You manage your own keys & S3 manages the encryption and decryption process. You do need to provide an encryption key as part of your request, but you don’t need to write any code to perform object encryption or decryption.
In this case, nobody has the key to unlock the files other than you.
Your bucket could be open to anyone & your credentials could be leaked for anyone to be able to get an object. But if you're the only one with the key needed for unlocking the file, all anyone could get is encrypted gibberish.
While this SSE option keeps you safe against bucket misconfiguration & compromised creds, you're now also responsible for securing your creds, bucket and your key (which is arguably a larger attack vector).
1 Technically, Amazon has had access to your key at some point as you've sent it to them but according to the docs, Amazon S3 does not store the encryption key you provide. Obviously, S3 source code is not open source and we cannot 100% guarantee this. I would be very surprised if AWS was lying as it would affect their reputation but for the sake of correctness, I will mark this down as uncertain.
Would client-side be my most secure option?
✅ Protects against physical access
✅ Protects against bucket misconfiguration
✅ Protects against leaked credentials
✅ AWS cannot view your data in any circumstance
Client-side encryption (CSE) would be more "secure" than SSE for S3 storage in that you manage everything. You manage the encryption process, the encryption keys, and related tools as opposed to AWS doing it.

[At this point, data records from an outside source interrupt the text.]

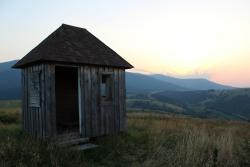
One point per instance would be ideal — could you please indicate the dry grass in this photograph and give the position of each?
(194, 142)
(150, 141)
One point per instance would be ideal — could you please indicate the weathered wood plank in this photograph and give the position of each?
(53, 100)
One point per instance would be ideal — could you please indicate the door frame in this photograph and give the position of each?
(79, 89)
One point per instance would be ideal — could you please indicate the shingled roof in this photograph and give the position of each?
(70, 44)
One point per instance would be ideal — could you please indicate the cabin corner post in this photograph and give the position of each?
(50, 100)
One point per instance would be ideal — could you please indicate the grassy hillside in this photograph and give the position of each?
(152, 140)
(228, 104)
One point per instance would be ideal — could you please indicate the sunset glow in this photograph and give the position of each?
(184, 38)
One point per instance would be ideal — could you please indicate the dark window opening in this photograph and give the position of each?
(106, 87)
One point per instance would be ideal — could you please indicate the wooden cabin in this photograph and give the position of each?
(73, 83)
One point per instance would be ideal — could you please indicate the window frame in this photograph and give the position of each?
(109, 87)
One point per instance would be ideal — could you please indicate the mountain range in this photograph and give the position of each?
(10, 83)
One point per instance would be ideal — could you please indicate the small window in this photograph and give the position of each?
(106, 87)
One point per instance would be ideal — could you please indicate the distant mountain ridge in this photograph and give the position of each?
(10, 83)
(193, 84)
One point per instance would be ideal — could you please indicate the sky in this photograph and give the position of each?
(183, 38)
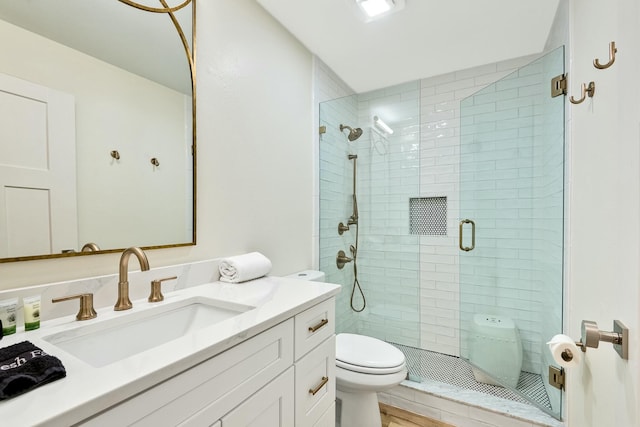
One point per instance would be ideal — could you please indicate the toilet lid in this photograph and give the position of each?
(366, 354)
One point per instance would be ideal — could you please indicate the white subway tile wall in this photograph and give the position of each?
(422, 159)
(413, 283)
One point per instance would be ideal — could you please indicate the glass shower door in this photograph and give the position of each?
(511, 229)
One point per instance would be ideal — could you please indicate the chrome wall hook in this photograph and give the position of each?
(591, 337)
(586, 90)
(612, 58)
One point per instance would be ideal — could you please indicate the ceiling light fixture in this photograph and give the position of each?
(374, 9)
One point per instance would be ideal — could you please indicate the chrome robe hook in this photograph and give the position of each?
(612, 57)
(586, 90)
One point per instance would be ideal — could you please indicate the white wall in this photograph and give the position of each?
(254, 165)
(115, 110)
(604, 217)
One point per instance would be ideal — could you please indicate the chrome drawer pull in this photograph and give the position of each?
(324, 381)
(319, 325)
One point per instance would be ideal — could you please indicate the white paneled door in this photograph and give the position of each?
(38, 208)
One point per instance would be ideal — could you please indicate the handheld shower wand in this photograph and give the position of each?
(353, 133)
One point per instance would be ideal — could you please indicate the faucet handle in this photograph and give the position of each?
(86, 311)
(156, 289)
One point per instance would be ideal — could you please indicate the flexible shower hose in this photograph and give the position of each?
(356, 283)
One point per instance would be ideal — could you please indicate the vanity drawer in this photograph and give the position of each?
(313, 326)
(316, 383)
(328, 419)
(204, 393)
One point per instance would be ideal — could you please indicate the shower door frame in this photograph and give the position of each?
(512, 186)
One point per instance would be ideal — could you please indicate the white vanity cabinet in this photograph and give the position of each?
(282, 377)
(315, 349)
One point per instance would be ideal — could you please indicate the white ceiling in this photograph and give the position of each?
(143, 43)
(427, 38)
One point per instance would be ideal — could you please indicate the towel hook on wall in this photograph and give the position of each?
(586, 90)
(612, 57)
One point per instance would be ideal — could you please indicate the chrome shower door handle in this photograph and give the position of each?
(473, 235)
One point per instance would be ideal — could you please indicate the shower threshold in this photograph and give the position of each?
(427, 369)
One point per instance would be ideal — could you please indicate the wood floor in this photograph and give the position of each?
(396, 417)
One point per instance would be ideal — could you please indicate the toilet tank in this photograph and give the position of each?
(311, 275)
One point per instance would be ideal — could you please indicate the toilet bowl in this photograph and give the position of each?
(496, 349)
(365, 366)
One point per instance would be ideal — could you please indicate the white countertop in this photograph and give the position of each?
(87, 390)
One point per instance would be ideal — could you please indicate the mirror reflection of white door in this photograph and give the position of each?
(38, 207)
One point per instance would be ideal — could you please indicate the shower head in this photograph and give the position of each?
(353, 133)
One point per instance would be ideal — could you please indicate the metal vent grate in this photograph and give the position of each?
(428, 216)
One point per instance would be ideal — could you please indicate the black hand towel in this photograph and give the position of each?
(23, 367)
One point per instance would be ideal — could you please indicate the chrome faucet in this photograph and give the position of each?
(124, 303)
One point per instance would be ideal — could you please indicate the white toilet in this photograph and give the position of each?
(496, 348)
(365, 366)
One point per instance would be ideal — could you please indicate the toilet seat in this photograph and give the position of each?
(367, 355)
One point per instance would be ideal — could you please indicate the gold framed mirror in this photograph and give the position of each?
(98, 111)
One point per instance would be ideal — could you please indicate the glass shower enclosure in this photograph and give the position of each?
(508, 174)
(511, 229)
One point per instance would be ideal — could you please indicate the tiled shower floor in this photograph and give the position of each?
(424, 364)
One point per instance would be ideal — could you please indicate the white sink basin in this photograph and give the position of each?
(115, 339)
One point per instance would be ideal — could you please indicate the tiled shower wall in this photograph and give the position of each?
(512, 185)
(440, 168)
(411, 282)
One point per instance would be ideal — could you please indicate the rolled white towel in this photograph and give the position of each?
(245, 267)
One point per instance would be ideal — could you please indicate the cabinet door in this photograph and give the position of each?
(271, 406)
(315, 383)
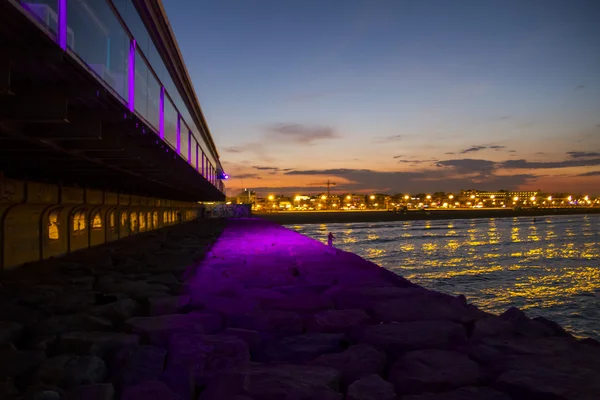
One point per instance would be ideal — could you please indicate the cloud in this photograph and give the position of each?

You are encrypting objects before they are uploaded to S3 & you are decrypting them after they are downloaded from S3. S3 does not have any knowledge of how you do that and is only storing your files.
You are the weakest (or strongest) link when using CSE but in terms of data security, CSE is more secure than SSE.
What strategies/tools do you recommend for managing keys when using client-side encryption?
This is a very broad question but in relation to S3 CSE, you have 2 options:
- Use a key stored in AWS Key Management Service (AWS KMS)
- Use a key that you store (& retrieve) within your application
Which option to go with depends on how much you trust AWS.
The answer on which method(s) to use depends on the sensitivity of your files & how much you trust AWS and/or your ability in keeping your key(s) secure.